Year One (2014-2015)
As I have already mentioned above, in September of 2014 I took my first job role as a Cashier at a local betting shop. I mainly took this job because I had little money at the time and was fed up of relying to on JSA to keep me afloat. I have never been a huge spender but I wanted steady money coming in so that I could save up to do something of importance.
Roughly 4 months into this role I realised that this wasn’t where I wanted to be or what I wanted to be doing and decided that I needed to make a change for the sake of my own sanity if nothing else. My sights where set on completing a film making course back in Bournemouth (my University town). But there was a big issue. I had no way to earn an income in Bournemouth and didn’t have anywhere to live. I was at a crossroads and had a important dilemma on my hands. Do I take the easy option and stay where I am? Or do I take a big risk and move to a completely new part of the country in the pursuit of something better? (with only about 3 months of rent in my bank account.)

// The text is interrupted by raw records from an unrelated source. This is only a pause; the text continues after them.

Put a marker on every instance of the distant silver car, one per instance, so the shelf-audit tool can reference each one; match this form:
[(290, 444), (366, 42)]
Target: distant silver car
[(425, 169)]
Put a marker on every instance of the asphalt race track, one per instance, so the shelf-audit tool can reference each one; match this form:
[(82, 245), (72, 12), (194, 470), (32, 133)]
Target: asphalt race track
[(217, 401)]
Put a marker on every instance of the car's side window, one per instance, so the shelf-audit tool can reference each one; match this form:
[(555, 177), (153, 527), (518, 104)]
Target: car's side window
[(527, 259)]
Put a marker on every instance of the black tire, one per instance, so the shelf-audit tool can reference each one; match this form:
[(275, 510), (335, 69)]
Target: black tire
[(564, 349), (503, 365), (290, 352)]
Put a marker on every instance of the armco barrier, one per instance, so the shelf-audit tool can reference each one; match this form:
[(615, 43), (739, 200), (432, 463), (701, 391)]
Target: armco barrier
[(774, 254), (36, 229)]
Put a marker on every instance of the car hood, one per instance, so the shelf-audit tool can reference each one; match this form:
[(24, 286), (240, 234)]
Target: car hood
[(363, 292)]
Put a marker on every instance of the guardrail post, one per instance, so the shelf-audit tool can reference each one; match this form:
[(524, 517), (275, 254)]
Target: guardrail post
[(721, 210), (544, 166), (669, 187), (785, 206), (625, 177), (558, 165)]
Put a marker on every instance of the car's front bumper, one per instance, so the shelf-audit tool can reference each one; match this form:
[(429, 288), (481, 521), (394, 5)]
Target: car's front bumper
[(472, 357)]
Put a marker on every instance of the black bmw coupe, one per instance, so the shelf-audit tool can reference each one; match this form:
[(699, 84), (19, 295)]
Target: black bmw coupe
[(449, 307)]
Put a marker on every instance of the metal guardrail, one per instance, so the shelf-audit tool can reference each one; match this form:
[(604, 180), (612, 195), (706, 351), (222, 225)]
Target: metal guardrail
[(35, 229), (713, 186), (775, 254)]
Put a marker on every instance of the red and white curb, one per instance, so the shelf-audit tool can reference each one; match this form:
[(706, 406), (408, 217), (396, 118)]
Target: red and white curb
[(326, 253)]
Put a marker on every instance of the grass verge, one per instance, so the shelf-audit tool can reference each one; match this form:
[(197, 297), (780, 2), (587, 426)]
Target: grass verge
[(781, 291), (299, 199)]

As you may have guessed. I took the second option. I handed in my notice, found a place to live through the blessing that is the internet and made my way into the unknown. The decision was scary and I could have easily ended up back where I started with nothing to show for it. Fortunately, it paid off and around a month later I had started my film making course, secured a new job and was living comfortably in my new place.
Now i’m not saying my life now is perfect, far from it. But what I hope to covey is that the decision to make a change in your life is your own to make. Never sit back, give up and become uncomfortably numb with the way things have turned out. Sometimes you need to make the risky decision and jump into the deep end with no idea where you’ll end up in order to truly shape your destiny. This, in my opinion, is what life is all about. It’s what makes getting up in the morning worthwhile. Strive towards whatever it is that will add meaning to your life and the lives of others around you. Look for the new experiences. Keep moving forward.
“Do not dwell in the past. Each morning we are born again. Given a second chance.”